— Вы забыли, — отвечала я в невыразимом изумлении, — что мы должны побывать у моего отца. — У нас давно решено, что он обвенчает нас сам в Димчорче.
Оскар улыбнулся вовсе не той обворожительной улыбкой, какую я воображала, когда была слепа.
— Долго же придется нам ждать, пока нас обвенчает ваш отец.
— Что вы хотите этим сказать? — спросила я.
— Мы поговорим об этом, когда будем говорить о мадам Пратолунго, — сказал он. — Как вы полагаете, ответит мистер Финч на ваше письмо?
— Надеюсь.
— А мне на мою приписку?
— В этом не может быть сомнения.
Та же неприятная улыбка появилась опять на его лице. Он резко прекратил разговор и пошел играть в пикет с тетушкой.
Все это случилось вчера вечером. Я ушла спать очень кем-то недовольная. Оскаром? Собою? Или обоими? Мне кажется, обоими.
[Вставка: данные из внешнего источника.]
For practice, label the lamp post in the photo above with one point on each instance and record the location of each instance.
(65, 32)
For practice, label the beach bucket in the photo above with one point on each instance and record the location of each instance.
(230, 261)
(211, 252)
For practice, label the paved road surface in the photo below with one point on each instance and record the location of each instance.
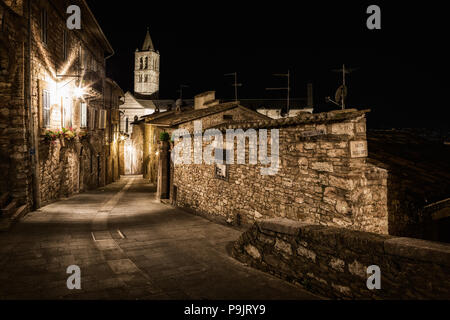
(128, 246)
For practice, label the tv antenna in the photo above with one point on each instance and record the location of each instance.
(235, 84)
(288, 88)
(342, 91)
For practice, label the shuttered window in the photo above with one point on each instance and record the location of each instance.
(102, 119)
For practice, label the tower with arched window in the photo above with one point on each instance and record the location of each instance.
(146, 73)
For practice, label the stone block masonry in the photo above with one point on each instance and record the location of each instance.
(333, 261)
(323, 178)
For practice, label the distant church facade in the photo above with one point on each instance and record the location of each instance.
(143, 101)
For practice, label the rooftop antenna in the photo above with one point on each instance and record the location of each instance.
(235, 84)
(342, 91)
(288, 88)
(181, 90)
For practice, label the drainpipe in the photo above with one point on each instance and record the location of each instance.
(34, 155)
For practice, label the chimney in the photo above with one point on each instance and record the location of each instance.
(205, 100)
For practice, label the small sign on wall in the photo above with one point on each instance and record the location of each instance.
(358, 149)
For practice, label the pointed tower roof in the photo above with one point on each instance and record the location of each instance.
(148, 44)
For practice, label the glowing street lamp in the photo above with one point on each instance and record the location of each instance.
(79, 92)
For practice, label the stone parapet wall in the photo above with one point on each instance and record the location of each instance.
(321, 179)
(333, 261)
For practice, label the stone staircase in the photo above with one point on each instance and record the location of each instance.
(10, 212)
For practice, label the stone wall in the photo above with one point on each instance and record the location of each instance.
(321, 178)
(15, 172)
(333, 261)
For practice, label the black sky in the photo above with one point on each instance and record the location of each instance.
(402, 69)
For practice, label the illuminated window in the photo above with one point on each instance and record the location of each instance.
(46, 98)
(65, 44)
(44, 25)
(102, 119)
(83, 116)
(67, 113)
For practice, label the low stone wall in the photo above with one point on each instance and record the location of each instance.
(333, 261)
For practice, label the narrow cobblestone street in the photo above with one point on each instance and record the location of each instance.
(128, 246)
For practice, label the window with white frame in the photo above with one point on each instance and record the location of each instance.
(83, 115)
(46, 102)
(67, 113)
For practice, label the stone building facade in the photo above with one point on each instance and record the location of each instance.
(206, 109)
(58, 105)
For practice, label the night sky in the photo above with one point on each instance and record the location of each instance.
(402, 68)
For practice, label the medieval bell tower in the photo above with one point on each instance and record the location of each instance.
(146, 71)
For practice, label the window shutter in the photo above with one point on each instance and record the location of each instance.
(83, 116)
(46, 98)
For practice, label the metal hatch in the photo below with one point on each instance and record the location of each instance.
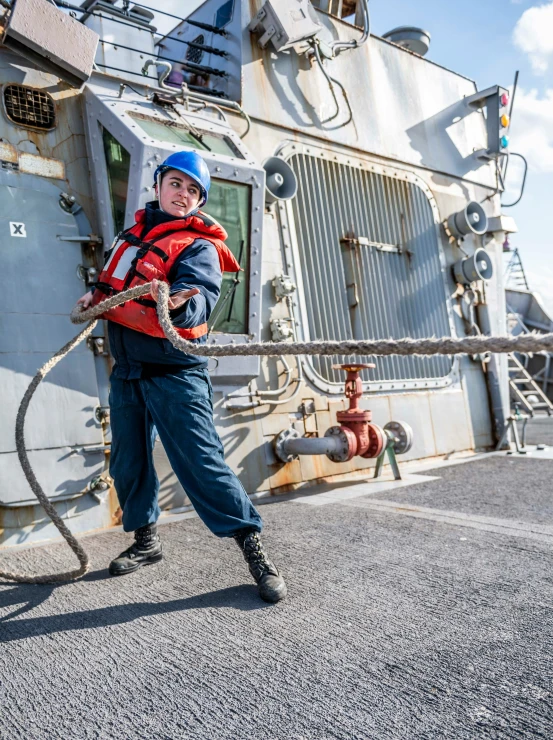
(40, 254)
(367, 255)
(135, 134)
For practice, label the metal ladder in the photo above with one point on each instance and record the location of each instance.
(522, 385)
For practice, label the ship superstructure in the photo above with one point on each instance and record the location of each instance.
(352, 174)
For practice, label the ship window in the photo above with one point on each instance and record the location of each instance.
(224, 14)
(118, 164)
(193, 54)
(28, 106)
(385, 282)
(174, 133)
(229, 204)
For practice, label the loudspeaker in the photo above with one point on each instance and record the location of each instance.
(477, 267)
(281, 182)
(471, 220)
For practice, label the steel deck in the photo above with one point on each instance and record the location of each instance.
(419, 611)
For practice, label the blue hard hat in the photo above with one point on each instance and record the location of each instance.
(191, 164)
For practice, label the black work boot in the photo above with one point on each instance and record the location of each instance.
(270, 583)
(145, 550)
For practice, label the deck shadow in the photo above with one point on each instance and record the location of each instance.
(243, 597)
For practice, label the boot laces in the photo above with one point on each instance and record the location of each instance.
(256, 557)
(145, 537)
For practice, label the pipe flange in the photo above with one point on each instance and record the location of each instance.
(401, 436)
(279, 443)
(347, 444)
(377, 441)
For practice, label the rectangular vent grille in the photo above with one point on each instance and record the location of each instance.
(27, 106)
(369, 290)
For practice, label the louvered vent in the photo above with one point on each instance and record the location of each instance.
(28, 106)
(193, 54)
(390, 285)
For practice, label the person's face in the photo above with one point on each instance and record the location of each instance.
(179, 193)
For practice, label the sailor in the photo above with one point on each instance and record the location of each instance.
(156, 388)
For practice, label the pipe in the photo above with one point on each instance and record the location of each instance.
(163, 76)
(312, 445)
(498, 410)
(221, 103)
(338, 46)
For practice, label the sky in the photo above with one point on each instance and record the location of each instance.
(488, 40)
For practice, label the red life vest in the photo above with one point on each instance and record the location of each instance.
(136, 261)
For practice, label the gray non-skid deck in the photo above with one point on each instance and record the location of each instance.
(418, 612)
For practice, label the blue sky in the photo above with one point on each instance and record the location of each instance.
(488, 40)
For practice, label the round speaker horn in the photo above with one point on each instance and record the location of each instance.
(281, 182)
(471, 220)
(477, 267)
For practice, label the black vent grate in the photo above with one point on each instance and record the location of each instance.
(193, 54)
(27, 106)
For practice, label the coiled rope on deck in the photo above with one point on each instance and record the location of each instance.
(525, 343)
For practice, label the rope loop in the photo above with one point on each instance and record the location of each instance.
(524, 343)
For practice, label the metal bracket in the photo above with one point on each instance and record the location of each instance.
(82, 239)
(388, 450)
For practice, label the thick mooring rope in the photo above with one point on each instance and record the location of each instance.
(525, 343)
(72, 541)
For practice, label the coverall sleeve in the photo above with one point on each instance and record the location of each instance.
(197, 267)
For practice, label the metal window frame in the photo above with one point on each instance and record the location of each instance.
(106, 107)
(289, 235)
(28, 125)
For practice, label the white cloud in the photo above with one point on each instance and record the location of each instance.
(533, 35)
(532, 131)
(542, 284)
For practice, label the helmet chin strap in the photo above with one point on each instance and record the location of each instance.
(191, 213)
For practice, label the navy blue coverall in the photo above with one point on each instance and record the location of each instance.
(154, 387)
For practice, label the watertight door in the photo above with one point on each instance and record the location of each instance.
(40, 285)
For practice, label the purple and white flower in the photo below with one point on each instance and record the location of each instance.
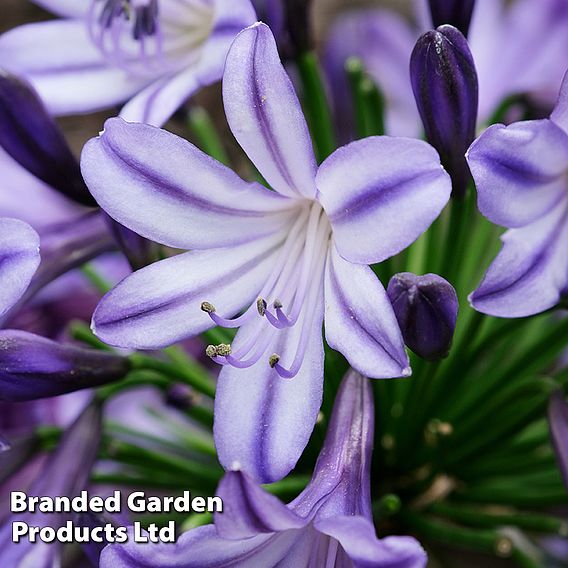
(328, 524)
(153, 53)
(289, 255)
(521, 175)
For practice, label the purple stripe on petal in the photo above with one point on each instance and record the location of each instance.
(519, 171)
(530, 273)
(558, 423)
(185, 198)
(263, 421)
(341, 483)
(380, 195)
(19, 259)
(560, 113)
(248, 510)
(33, 367)
(161, 303)
(360, 322)
(264, 113)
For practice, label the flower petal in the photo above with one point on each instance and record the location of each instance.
(203, 548)
(360, 321)
(357, 537)
(25, 197)
(381, 194)
(68, 71)
(560, 113)
(531, 272)
(19, 259)
(264, 113)
(161, 303)
(184, 198)
(519, 170)
(263, 421)
(341, 483)
(29, 134)
(249, 510)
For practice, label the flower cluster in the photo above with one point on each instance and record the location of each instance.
(248, 298)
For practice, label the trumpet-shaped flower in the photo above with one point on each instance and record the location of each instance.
(328, 524)
(521, 175)
(152, 53)
(287, 256)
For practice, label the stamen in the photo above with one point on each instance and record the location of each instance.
(208, 307)
(261, 306)
(138, 18)
(211, 351)
(221, 350)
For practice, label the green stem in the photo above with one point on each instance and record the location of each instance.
(317, 106)
(194, 375)
(204, 129)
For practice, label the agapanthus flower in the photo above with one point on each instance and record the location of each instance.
(43, 186)
(328, 524)
(152, 53)
(518, 48)
(521, 176)
(285, 253)
(426, 308)
(66, 473)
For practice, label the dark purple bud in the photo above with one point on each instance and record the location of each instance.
(30, 135)
(66, 473)
(426, 308)
(455, 12)
(445, 87)
(558, 424)
(138, 250)
(19, 451)
(33, 367)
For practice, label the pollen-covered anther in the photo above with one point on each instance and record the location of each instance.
(261, 306)
(208, 307)
(224, 349)
(211, 351)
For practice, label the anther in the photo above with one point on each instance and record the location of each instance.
(207, 307)
(211, 351)
(224, 349)
(261, 306)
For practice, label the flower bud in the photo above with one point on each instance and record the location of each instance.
(426, 308)
(444, 81)
(33, 367)
(558, 424)
(455, 12)
(30, 135)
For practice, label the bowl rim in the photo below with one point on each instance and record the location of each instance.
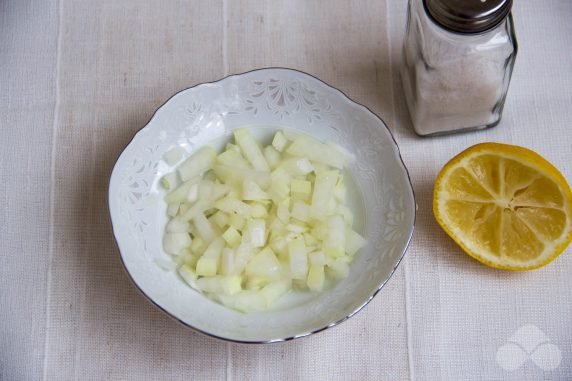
(280, 339)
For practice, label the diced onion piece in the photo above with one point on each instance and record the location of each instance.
(252, 191)
(236, 221)
(298, 166)
(204, 227)
(310, 240)
(272, 156)
(275, 290)
(298, 259)
(233, 205)
(279, 185)
(256, 232)
(340, 190)
(296, 227)
(199, 162)
(323, 191)
(317, 258)
(300, 189)
(220, 219)
(173, 243)
(232, 237)
(228, 262)
(301, 211)
(187, 257)
(283, 212)
(354, 241)
(208, 264)
(264, 264)
(258, 210)
(243, 254)
(198, 246)
(251, 150)
(316, 278)
(279, 142)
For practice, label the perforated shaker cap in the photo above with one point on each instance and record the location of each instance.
(468, 16)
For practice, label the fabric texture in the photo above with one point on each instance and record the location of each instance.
(79, 78)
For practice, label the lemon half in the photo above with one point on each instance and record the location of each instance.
(505, 205)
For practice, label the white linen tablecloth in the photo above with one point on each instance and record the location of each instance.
(79, 78)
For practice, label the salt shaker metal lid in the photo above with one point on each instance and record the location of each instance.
(468, 16)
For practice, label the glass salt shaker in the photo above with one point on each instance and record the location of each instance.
(458, 59)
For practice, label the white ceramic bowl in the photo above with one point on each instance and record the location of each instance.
(264, 100)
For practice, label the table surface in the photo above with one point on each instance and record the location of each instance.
(79, 78)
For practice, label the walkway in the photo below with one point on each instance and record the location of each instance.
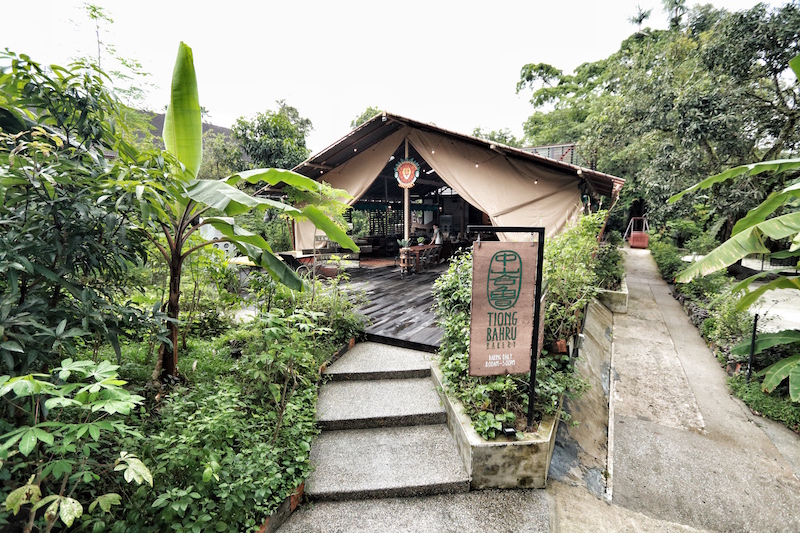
(399, 308)
(686, 455)
(685, 450)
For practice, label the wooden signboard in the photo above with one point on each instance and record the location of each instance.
(503, 298)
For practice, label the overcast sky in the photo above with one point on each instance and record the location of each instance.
(455, 64)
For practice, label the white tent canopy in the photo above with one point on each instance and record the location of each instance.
(513, 187)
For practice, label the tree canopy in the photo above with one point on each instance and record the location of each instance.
(368, 113)
(274, 138)
(670, 107)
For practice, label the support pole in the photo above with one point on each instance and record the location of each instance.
(752, 348)
(406, 208)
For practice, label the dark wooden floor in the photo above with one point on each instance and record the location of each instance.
(399, 308)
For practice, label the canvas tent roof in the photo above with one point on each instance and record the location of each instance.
(514, 187)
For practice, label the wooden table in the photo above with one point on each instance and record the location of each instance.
(416, 250)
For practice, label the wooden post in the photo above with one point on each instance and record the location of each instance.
(406, 208)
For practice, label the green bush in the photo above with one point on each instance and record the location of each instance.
(490, 401)
(775, 405)
(608, 267)
(683, 230)
(702, 244)
(667, 258)
(222, 462)
(569, 274)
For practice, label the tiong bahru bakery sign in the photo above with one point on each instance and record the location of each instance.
(503, 307)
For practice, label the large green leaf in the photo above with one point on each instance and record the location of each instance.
(334, 232)
(794, 64)
(750, 297)
(794, 383)
(274, 176)
(259, 251)
(779, 165)
(774, 374)
(749, 241)
(229, 199)
(760, 213)
(767, 340)
(183, 127)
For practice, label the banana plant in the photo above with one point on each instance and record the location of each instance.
(748, 237)
(172, 205)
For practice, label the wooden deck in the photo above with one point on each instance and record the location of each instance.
(399, 308)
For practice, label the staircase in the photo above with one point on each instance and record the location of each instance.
(384, 430)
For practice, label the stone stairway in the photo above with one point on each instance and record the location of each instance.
(384, 430)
Сегодня мы гуляли вдвоем по горам. Какое наслаждение было дышать свежим воздухом и смотреть на чудные виды, открывавшиеся со всех сторон. Оскару это тоже нравилось. Всю первую половину нашей прогулки он был очарователен, и я любила его больше, чем когда-либо. На обратном пути случилось маленькое происшествие, изменившее его настроение к худшему и заставившее меня опять упасть духом.
Случилось это так.
Я предложила вернуться берегом. Рамсгет все еще наполнен посетителями, и оживленный вид берега во второй половине дня имеет для меня прелесть, которой, кажется, не ощущают люди, всегда пользовавшиеся зрением. Оскар, питающий постоянное отвращение ко всяким сборищам и избегающий сближения с людьми, не столь утонченными, как он, был удивлен моим желанием смешаться с толпой, однако сказал, что пойдет, если я этого особенно желаю. Я этого особенно желала, и мы пошли.
На берегу были стулья. Мы заплатили за два и сели смотреть.
Всевозможные увеселения происходили там. Обезьяны, шарманки, девочки на ходулях, заклинатель, труппа негров-музыкантов — все старались наперебой забавлять публику. Разнообразие цветов и веселый шум толпы, блеск синего моря и лучезарное солнце над головой — все это доставляло мне большое наслаждение. Право, мне казалось, что двух глаз мало, чтобы все это видеть. Какая-то милая старушка, сидевшая возле меня, вступила в разговор со мной и радушно предложила мне бисквит и хересу из своего мешка. Оскар, к моему горю, смотрел на всех нас с отвращением. Моя милая старушка казалась ему вульгарной, публику на берегу он назвал «толпой снобов». Все еще ворча себе под нос о смешении «со всякою дрянью», он увидел что-то или кого-то — тогда я еще не знала — и встал передо мной, чтобы загородить от меня гуляющую публику. В ту же минуту я случайно увидела подходившую к нам даму в платке странного цвета и, желая рассмотреть ее хорошенько, когда она будет проходить мимо меня, я отодвинулась в сторону Оскара.